C'est sans compter sur l'émergence d'une nouvelle concurrence, entre le quick commerce, les box à cuisiner mais aussi le hors-domicile, qui s'invite à domicile : 71 % des consommateurs essaient de passer le moins de temps possible à faire leurs courses. Pour Kantar, cette nouvelle tendance à la paresse et à l'immédiateté semble s'installer chez les Français et pourrait se résumer en quelques mots : « tout faire de son canapé et être livré en quelques minutes chrono ».

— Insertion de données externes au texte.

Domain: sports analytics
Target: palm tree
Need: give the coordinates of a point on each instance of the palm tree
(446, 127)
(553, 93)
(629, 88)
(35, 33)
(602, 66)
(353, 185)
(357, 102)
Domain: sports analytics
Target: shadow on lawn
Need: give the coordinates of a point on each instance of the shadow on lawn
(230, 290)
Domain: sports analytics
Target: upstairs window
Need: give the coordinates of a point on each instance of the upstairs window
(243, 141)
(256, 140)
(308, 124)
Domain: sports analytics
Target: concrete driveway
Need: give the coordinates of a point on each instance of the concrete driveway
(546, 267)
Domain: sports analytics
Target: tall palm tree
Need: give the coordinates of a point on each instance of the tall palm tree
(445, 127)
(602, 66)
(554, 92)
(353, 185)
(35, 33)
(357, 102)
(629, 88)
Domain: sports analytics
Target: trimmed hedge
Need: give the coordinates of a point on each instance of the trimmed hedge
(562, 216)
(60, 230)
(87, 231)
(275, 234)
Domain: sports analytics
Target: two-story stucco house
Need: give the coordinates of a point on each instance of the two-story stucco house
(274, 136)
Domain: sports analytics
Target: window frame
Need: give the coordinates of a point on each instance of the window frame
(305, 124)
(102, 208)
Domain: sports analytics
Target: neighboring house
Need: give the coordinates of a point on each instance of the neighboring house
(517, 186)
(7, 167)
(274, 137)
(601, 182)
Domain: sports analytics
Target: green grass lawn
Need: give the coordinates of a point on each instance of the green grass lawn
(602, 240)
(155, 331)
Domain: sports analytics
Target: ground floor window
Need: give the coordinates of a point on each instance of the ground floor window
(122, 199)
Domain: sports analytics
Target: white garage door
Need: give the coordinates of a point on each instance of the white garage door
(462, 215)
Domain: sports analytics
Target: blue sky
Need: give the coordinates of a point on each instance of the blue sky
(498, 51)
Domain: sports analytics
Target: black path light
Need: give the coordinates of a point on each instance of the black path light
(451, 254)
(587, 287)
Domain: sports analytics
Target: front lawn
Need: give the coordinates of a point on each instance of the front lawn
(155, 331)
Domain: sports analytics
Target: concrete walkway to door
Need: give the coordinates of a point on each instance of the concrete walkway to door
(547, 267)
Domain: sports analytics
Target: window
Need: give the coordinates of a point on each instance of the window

Le ralentissement du segment bio

Après un engouement sur les dernières années, le Bio semble marquer le pas (en baisse de -4 %). Si les enseignes ont réduit la voilure de l'augmentation de l'offre, le segment bio est aussi désormais en concurrence avec de nouvelles offres alternatives. En effet, « les adeptes de la première heure revendiquent une bio augmentée, sur des dimensions sociales et nutritionnelles et lui préfèrent désormais un produit local de saison, quand les petits consommateurs plus récents lui reprochent son prix », analyse Gaëlle Le Floch.
Le vrac : une solution qui continue à recruter de nouveaux clients et qui touche en 2021 40 % des foyers, qui achètent des produits en vrac au moins une fois dans l'année. Mais des freins liés à l'hygiène perçue notamment et au prix persistent et on peut s'interroger sur la poursuite de cette croissance. Retour et essor du hard discount : l'engouement pour les solderies et les déstockeurs (Action, Noz, etc.), et l'arrivée de nouveaux acteurs tel que Mere pourraient réactiver le débat du discount pur et dur qui avait laissé la place ces dernières années au « soft discount ».

Méthodologie :
Donnés issues des différentes études menées par Kantar en 2021 sur le panel 20 000 foyers, des études LinkQ, ProméthéeDonnées Référenseigne Flash P13 2021. Ces données sont issues d'un échantillon de 20 000 foyers panélistes de Worldpanel. Elles sont calculées sur un univers « Généralistes » (Hypers + Supers + EDMP + Proximité + Internet) et représentent les dépenses des ménages ordinaires en PGC + Frais LS pour la consommation au domicile.